Левицкий раскрывает папку. Не торопясь, потому что торопиться должен тот, кому нужны бумаги. На верхнем листе я вижу логотип с тонкой серебряной спиралью, фамилию Кротов и штамп, поставленный поверх подписи. Часть текста закрыта прозрачным файлом и бликует под лампами.
— Программа длительного нейрореабилитационного наблюдения «Контур», — говорит он. — Денис Андреевич дал информированное согласие на забор и исследование биологических образцов, включая посмертный забор в расширенном объёме. Кроме того, соглашение предусматривает передачу тела в профильное учреждение для соблюдения специального температурного режима. У нас подготовлен транспорт.
Макс стоит у мойки с пустым контейнером в руке. При словах про специальный режим он переводит взгляд на дверь холодильной камеры, будто там уже ждёт курьер. Я снимаю перчатки, хотя новые надел меньше пяти минут назад, и бросаю их в бак.
— Посмертный забор мы проведём по постановлению следователя, — говорю я. — Тело останется здесь.
— Простите, вы ознакомились с договором? — спрашивает Бурова.
— Нет.
— Тогда ваш вывод преждевременен.
— Это не вывод. Тело поступило с признаками насильственной смерти, вскрытие начато, причина не установлена. Вы можете привезти хоть договор с подписью Господа Бога. До разрешения следователя Денис Кротов никуда не поедет.
Лунёв прикрывает глаза. В его кабинете за последние годы ругались заместитель министра, вдова прокурора и одна санитарка, которой забыли доплатить за туберкулёз, так что Господом Богом его не задеть. Его беспокоит слово «Денис». Бурова не спрашивает, откуда я знаю имя. Она подходит к столу, останавливается за красной линией на полу и смотрит на укрытое тело. Взгляд проходит по лицу, грудной клетке, рукам и на мгновение задерживается справа, возле уха. Не на разрезе и не на номерном браслете. Туда, где под волосами осталась краснота.

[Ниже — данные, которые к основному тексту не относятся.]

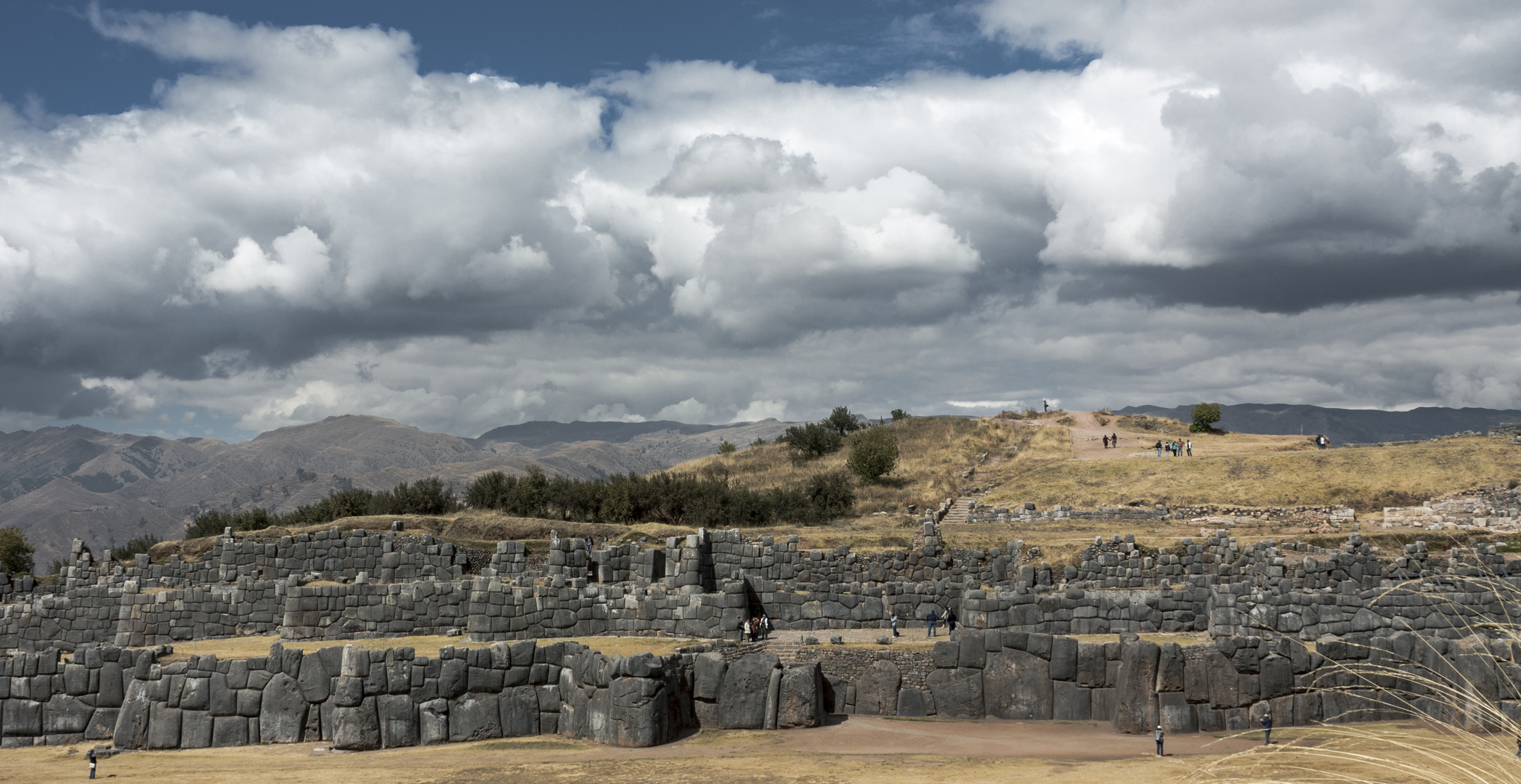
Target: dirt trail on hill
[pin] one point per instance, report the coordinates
(849, 749)
(1088, 439)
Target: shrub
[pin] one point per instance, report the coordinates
(15, 552)
(1205, 418)
(874, 453)
(136, 544)
(842, 421)
(831, 494)
(813, 439)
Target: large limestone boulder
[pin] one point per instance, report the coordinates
(1135, 687)
(742, 698)
(1016, 684)
(475, 717)
(959, 693)
(432, 719)
(357, 728)
(641, 711)
(131, 722)
(877, 689)
(282, 711)
(66, 716)
(519, 707)
(800, 703)
(397, 717)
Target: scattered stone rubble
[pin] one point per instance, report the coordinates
(1010, 658)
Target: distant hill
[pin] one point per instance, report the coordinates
(60, 483)
(1342, 426)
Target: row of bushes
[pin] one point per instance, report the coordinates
(422, 497)
(665, 497)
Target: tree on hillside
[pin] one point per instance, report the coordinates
(843, 421)
(15, 552)
(813, 439)
(874, 453)
(831, 494)
(1205, 418)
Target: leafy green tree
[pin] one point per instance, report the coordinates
(136, 544)
(831, 494)
(15, 552)
(1205, 418)
(874, 453)
(842, 421)
(813, 439)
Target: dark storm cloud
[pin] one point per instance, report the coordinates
(1276, 285)
(727, 243)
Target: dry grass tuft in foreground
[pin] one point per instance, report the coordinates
(1454, 727)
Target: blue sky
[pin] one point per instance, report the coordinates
(225, 218)
(52, 54)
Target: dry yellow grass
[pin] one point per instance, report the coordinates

— Когда он умер? — спрашивает она.
Ирина отвечает раньше меня:
— Вопросы задаю я. Откуда у вас сведения, что поступивший к нам мужчина — Денис Кротов?
— Из клиники позвонили в нашу дежурную службу. Денис Андреевич не явился на контрольную процедуру, а затем нам сообщили, что погибшего из центра доставили в городское бюро.
— Кто сообщил?
— Мне понадобится уточнить.
— Уточните сейчас.
Бурова смотрит на неё с первой заметной эмоцией. Не испуг — раздражение человека, которого заставляют произнести вслух то, что обычно решают одним звонком. Она достаёт телефон, но Левицкий едва заметно качает головой. Получается хорошо: движение маленькое, а разговор прекращает надёжнее окрика.
— Майор Данилова, — говорит он, — мы готовы предоставить всю информацию по официальному запросу. Сейчас важнее предотвратить необратимую деградацию материала. Температура хранения должна быть не выше четырёх градусов. Каждая минута при комнатной температуре снижает ценность исследования.
— Он человек, — говорит Макс.
Все оборачиваются к нему. Макс кладёт контейнер на край мойки и тут же придерживает, чтобы тот не укатился. Шея у него краснеет пятнами, но глаза он не отводит.
— Был человеком, — поправляет Левицкий без всякой насмешки. — И согласился помочь другим после смерти.
— Он всё ещё объект судебно-медицинского исследования, — говорю я. — Это хуже звучит, зато хотя бы правда. Температура в камере плюс два и шесть. Никакой необратимой деградации за время, которое потребуется на ваши официальные запросы, не случится.
— Вы не знаете, какой именно материал подлежит сохранению.
— Так расскажите.
Левицкий закрывает папку. Бурова продолжает смотреть на тело, и мне не нравится, как спокойно она это делает. Родственники задерживают взгляд на лице или, наоборот, избегают его. Врачи следят за руками, кожей, дренажами. Она ждёт изменения, причём знает, где оно должно появиться.